In re Fogel

OPINION OF THE COURT

Per Curiam.

Petitioner, the Departmental Disciplinary Committee, moves pursuant to 22 NYCRR 603.4 (e) (1) (iii) for an order *32suspending respondent from the practice of law forthwith based upon uncontested evidence of serious professional misconduct. Respondent, Mark H. Fogel, was admitted to the practice of law in the State of New York by the Second Judicial Department on May 6, 1981 under the name Mark Howard Fogel. At all times pertinent to this proceeding respondent has maintained an office for the practice of law within the First Judicial Department.

Respondent, and others, have been indicted by a New York County Grand Jury for the crimes of, inter alia, grand larceny in the first degree, criminal possession of stolen property in the first degree and perjury in the third degree. Pursuant to an order by the Supreme Court, County of New York, petitioner was granted access to documentary evidence which had been presented to the Grand Jury. Specifically, petitioner argues that this evidence, unchallenged on this motion, demonstrates that respondent, in his capacity as president of the general partner of JEM Parking Partners, Limited Partnership JEM V (JEM V), improperly removed funds held in escrow on behalf of JEM V investors, commingled these monies in another bank account he controlled, and subsequently converted and used them without permission for, inter alia, the payment of his, his wife Debra Fogel’s and his business partners’ personal expenses. Petitioner further argues that the evidence establishes that respondent lied to investors regarding the status of their investments. Thus, petitioner claims, respondent has engaged in conduct involving dishonesty, fraud, deceit, or misrepresentation in violation of Code of Professional Responsibility DR 1-102 (A) (4) (22 NYCRR 1200.3).

A copy of petitioner’s motion to suspend was served upon respondent’s attorney, Sylvia Goldblatt, Esq., by mail on December 27, 1994. Thereafter, petitioner was notified that respondent had retained new counsel, Jonathan Marks, Esq., and the matter was adjourned at respondent’s request until January 20, 1995. An untimely response to the motion was filed by respondent, pro se, on February 21, 1995.

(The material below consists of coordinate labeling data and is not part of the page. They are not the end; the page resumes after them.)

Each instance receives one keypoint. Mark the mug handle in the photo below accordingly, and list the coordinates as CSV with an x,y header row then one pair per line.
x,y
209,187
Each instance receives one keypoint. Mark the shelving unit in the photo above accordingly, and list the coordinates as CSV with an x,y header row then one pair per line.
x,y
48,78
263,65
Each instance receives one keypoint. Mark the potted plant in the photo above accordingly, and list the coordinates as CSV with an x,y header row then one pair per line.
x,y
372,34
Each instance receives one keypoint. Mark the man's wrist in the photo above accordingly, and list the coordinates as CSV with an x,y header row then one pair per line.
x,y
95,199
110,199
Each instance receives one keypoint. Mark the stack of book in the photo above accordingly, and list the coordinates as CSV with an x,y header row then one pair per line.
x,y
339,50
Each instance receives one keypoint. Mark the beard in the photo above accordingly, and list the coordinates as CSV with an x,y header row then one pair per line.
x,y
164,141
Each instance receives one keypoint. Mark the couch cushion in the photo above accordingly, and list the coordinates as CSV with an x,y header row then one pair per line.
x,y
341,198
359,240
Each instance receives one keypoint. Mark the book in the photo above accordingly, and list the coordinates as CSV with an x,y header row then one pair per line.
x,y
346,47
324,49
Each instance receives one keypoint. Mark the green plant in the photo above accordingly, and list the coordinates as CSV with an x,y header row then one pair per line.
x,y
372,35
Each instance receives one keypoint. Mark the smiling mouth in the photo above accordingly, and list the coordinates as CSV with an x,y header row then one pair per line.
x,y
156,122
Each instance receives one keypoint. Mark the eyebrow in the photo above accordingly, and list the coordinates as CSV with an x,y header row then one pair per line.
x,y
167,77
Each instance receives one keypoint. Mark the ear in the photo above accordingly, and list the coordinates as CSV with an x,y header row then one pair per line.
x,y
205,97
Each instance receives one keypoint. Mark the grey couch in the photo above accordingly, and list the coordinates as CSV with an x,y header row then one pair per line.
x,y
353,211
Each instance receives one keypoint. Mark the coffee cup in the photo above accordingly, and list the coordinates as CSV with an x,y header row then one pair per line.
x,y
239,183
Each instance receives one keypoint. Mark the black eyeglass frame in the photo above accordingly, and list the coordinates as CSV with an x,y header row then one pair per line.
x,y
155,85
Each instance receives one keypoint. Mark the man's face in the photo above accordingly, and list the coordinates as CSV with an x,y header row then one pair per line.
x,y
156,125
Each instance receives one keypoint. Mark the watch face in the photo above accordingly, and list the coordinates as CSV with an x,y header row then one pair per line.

Respondent’s unsworn, untimely response to the motion to suspend his license to practice law is devoid of any evidence which rebuts the petitioner’s substantive claims concerning his improper use of investors’ funds. Furthermore, it should be noted that respondent’s answer to the disciplinary charges directs this Court to the allegations made in the affirmation of his former counsel in the criminal proceedings. However, *33these allegations directly contradict respondent’s position in these disciplinary proceedings.

Regardless of whether these statements constitute further evidence of dishonest conduct by respondent, as urged by petitioner, the respondent’s response to the motion to suspend is insufficient to overcome the substantial evidence presented by the petitioner of respondent’s misconduct. 22 NYCRR 603.4 (e) (1) provides as follows:

"An attorney who is the subject of an investigation, or of charges by the Departmental Disciplinary Committee of professional misconduct, or who is the subject of a disciplinary proceeding pending in this court against whom a petition has been filed pursuant to this section, or upon whom a notice has been served pursuant to section 603.3 (b) of this Part, may be suspended from the practice of law, pending consideration of the charges against the attorney, upon a finding that the attorney is guilty of professional misconduct immediately threatening the public interest. Such a finding shall be based upon * * *
"(iii) other uncontested evidence of professional misconduct”.

In this matter, the documentary evidence and bank statements obtained by the Disciplinary Committee from the New York County Grand Jury which investigated respondent’s investment schemes, indicate that respondent has improperly commingled monies and then used it to pay for unrelated personal expenses. The evidence therefore establishes that respondent has engaged in serious professional misconduct warranting his immediate suspension from the practice of law. (See, Matter of Haley, 150 AD2d 119.)

Accordingly, petitioner’s motion pursuant to 22 NYCRR 603.4 (e) (1) (iii) is granted. Respondent is suspended from the practice of law, effective immediately, and until such time as the disciplinary matters before the Departmental Disciplinary Committee have been concluded and until further order of this Court.

Wallace, J. P., Rubin, Ross, Asce and Mazzarelli, JJ., concur.

Motion granted and respondent suspended from practice as an attorney and counselor-at-law in the State of New York, effective immediately.